Ali Ghannam souligne toutefois un autre aspect. Pour le président de l’Observatoire du tourisme, le tourisme interne reste «un pilier fondamental» du secteur, représentant environ un tiers des nuitées globales. À fin mai 2025, les chiffres du marché national affichent même
une progression de 5% par rapport à la même période de l’an dernier, «ce qui témoigne d’une dynamique globalement positive».
De nouvelles habitudes de voyage face à la cherté
Cette évolution s’inscrit, selon lui, dans des tendances similaires à celles observées à l’international : les ménages adaptent leurs habitudes face aux contraintes économiques, sans pour autant renoncer totalement aux vacances. «Il ne s’agit pas d’un désintérêt, mais d’un recentrage sur des formes de tourisme différentes : destinations de proximité, séjours plus courts, réservations à la dernière minute, choix plus sélectifs des prestations.»
Concernant la perception d’
une flambée des prix, Ali Ghannam rappelle qu’elle «n’est pas propre au Maroc». Plusieurs destinations dans le monde subissent des hausses de coûts qui touchent l’ensemble de la chaîne touristique : énergie, matières premières, main-d’œuvre, mais aussi exigences accrues en matière de qualité de service et de durabilité.
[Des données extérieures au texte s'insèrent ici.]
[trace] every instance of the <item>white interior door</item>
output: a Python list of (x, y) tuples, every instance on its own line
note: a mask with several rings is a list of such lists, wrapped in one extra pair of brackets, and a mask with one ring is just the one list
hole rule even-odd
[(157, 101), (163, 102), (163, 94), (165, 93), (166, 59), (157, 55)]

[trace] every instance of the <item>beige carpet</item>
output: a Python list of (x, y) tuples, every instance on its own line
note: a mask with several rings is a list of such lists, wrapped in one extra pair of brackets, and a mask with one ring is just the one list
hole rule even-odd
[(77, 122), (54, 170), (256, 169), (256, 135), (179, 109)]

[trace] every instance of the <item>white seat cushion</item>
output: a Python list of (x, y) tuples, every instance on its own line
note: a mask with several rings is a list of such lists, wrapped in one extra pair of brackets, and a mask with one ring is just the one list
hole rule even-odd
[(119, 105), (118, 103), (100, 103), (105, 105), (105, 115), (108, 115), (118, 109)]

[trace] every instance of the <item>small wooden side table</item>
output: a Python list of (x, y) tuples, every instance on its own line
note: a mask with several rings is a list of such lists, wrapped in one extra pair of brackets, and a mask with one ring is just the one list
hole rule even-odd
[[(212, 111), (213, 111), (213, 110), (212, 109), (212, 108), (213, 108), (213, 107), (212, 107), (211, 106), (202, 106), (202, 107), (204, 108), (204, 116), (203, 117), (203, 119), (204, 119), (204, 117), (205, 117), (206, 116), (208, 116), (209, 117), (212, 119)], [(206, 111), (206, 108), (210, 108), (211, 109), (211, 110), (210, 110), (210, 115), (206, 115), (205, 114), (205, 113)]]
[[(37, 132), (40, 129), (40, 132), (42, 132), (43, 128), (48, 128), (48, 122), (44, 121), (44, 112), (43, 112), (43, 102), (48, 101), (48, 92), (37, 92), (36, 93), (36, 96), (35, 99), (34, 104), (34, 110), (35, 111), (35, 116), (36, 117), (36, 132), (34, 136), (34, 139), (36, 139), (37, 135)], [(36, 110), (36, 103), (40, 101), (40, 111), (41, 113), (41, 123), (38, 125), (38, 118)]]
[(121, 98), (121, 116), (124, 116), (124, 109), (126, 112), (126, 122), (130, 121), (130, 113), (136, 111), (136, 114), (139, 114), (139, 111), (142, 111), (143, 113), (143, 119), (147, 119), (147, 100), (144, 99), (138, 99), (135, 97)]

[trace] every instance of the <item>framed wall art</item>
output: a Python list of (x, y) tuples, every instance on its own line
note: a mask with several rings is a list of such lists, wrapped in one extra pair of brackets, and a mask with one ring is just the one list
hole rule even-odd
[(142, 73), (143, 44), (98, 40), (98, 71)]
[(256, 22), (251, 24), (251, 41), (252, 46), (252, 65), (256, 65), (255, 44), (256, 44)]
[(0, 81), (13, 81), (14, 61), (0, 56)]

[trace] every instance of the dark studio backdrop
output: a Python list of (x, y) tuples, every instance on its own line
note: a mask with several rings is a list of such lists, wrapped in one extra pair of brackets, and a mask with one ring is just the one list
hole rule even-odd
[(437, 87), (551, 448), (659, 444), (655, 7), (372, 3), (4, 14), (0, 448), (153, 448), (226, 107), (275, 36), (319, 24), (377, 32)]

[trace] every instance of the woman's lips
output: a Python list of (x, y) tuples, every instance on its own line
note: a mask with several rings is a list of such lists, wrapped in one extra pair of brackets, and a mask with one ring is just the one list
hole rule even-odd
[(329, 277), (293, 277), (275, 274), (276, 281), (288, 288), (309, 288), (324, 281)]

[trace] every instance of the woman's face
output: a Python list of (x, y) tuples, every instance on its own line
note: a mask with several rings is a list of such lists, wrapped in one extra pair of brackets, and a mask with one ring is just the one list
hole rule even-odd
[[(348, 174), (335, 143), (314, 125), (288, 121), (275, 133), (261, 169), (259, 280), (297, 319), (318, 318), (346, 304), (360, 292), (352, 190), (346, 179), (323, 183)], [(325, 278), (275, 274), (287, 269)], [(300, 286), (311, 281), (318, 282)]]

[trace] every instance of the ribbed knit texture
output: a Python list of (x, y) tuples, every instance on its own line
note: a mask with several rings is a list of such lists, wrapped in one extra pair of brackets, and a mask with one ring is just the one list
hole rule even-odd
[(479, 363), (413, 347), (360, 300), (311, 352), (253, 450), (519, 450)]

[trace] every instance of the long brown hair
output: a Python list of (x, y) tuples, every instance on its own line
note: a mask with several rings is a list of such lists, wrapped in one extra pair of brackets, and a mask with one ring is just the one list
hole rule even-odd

À cela s’ajoutent
des pics de demande dans certaines zones très prisées, «ce qui exerce une pression supplémentaire sur les prix».
Il note cependant que les acteurs publics et privés «travaillent à élargir l’offre touristique nationale, la rendre plus diversifiée, inclusive, compétitive et adaptée au pouvoir d’achat du touriste marocain». Face à la cherté, les comportements évoluent : «Les touristes font des arbitrages : choix de destination, mode de réservation, flexibilité... toujours dans la recherche d’un rapport qualité/prix optimal».
Quant au nombre de Marocains qui renoncent complètement à partir, l’Observatoire ne dispose pas encore de données précises. «Cela nécessite des enquêtes ciblées», explique-t-il, précisant qu’une étude spécifique sur le tourisme interne sera bientôt lancée pour mieux mesurer ces tendances.
Sur la question
des prix locaux parfois jugés supérieurs à ceux de l’étranger, il reconnaît que
«cette perception est légitime», notamment face à certaines offres européennes subventionnées ou bénéficiant d’économies d’échelle. Mais il rappelle que le Maroc dispose d’une grande diversité de destinations et de formules capables de répondre à différents budgets, tout en soulignant l’importance de «mieux faire connaître ces offres, renforcer la transparence tarifaire et améliorer l’adéquation entre prix et qualité perçue».
Pour lui, le défi est clair : diversifier les produits, optimiser l’expérience et améliorer le rapport qualité-prix afin que chaque voyageur «puisse trouver des options adaptées à ses attentes et à ses moyens». Et de conclure : «L’accessibilité des vacances pour toutes les classes sociales est une priorité. Cela passe par des politiques tarifaires adaptées, le développement de produits accessibles toute l’année, la valorisation des destinations de proximité et le soutien aux initiatives locales».